Lors des grands travaux qui transforment Paris sous Napoléon III, et dans un souci hygiéniste, plusieurs grands parcs publics sont créés ; rochers artificiels, pièces d’eau, temples, statues… se découvrent au fil des allées droites ou sinueuses. Ils accueillent de nouvelles pratiques comme les activités sportives et ludiques, et peuvent abriter des zoos. Chaque arrondissement est également doté de squares.
Ces nouveaux espaces de promenades et loisirs sont décrits en 1911 par Robert Hénard dans l’ouvrage Les Jardins et les squares, (édition H. Laurens).
Les parcs et jardins publics essaiment dans les villes, grandes ou moyennes. Limoges, Périgueux, Cognac en sont quelques exemples en Nouvelle-Aquitaine.
Le choix du jardin à l’anglaise, très fréquent, et le recours à des éléments préfabriqués comme les kiosques, les ponts en faux bois, tendent à les uniformiser. Un nouveau style conçu par le paysagiste Edouard André (1840-1911), le style mixte qui associe le jardin régulier classique et le jardin paysager, séduit tant les propriétaires privés que les villes. Dans les villes de villégiatures comme Pau, jardins privés et publics s’offrent au regard des touristes.

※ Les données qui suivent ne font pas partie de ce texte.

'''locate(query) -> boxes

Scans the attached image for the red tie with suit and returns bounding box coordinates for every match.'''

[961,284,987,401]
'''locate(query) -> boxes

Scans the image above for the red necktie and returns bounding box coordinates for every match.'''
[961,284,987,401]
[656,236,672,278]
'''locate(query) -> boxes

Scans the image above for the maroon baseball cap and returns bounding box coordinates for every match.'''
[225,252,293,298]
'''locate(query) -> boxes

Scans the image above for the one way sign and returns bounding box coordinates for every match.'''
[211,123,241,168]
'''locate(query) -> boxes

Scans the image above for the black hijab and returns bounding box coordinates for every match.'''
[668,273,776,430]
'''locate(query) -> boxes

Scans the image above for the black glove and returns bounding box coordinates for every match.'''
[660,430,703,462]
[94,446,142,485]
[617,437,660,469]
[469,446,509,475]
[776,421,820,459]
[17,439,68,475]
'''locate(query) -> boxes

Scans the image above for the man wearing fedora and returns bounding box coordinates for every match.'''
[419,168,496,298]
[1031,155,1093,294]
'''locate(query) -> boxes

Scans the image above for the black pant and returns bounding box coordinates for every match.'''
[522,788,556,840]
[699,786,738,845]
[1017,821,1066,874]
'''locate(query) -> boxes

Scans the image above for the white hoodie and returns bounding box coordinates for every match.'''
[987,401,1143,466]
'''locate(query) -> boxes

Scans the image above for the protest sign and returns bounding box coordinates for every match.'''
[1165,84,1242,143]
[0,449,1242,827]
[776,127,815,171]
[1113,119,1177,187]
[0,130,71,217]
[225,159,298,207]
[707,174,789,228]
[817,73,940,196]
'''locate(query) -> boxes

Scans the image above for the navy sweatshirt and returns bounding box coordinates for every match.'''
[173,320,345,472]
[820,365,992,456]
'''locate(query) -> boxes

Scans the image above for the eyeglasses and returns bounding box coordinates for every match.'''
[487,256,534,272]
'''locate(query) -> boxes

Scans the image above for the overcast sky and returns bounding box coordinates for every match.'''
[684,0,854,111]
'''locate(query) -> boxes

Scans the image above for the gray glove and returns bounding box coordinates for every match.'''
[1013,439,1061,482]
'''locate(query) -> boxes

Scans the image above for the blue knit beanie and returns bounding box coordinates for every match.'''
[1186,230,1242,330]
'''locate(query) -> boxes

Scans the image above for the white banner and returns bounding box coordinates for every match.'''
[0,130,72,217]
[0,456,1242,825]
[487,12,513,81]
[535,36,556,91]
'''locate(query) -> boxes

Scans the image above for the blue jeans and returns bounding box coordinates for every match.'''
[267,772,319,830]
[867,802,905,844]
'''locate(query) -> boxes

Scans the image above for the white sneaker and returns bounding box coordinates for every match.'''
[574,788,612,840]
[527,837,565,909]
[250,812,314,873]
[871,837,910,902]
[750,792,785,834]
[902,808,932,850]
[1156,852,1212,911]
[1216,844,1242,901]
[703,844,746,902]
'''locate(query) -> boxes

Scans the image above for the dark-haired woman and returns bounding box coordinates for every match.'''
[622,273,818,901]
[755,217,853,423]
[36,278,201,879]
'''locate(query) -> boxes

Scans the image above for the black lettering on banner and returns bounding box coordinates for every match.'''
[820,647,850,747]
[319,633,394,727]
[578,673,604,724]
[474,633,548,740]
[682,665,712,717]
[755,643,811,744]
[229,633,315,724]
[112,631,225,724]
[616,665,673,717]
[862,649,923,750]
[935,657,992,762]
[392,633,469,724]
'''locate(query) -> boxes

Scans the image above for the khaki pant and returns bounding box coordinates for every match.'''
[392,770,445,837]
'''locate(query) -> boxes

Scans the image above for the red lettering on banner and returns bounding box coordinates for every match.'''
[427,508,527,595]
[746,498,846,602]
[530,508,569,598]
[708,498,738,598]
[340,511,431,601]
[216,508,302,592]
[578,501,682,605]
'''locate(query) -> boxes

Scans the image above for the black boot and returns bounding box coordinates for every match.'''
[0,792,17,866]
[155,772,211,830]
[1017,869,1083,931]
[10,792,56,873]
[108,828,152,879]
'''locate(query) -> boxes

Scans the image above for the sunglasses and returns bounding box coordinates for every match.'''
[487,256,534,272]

Le jardin se généralise dans les demeures bourgeoises. Sous l’influence du catholicisme social et notamment de l’abbé Lemire (1853-1928) se développent les jardins ouvriers. Le concept de cité-jardin, né en Angleterre, est importé en France au début du 20e siècle, afin d’offrir à la population ouvrière un habitat décent, des espaces verts et des équipements sociaux.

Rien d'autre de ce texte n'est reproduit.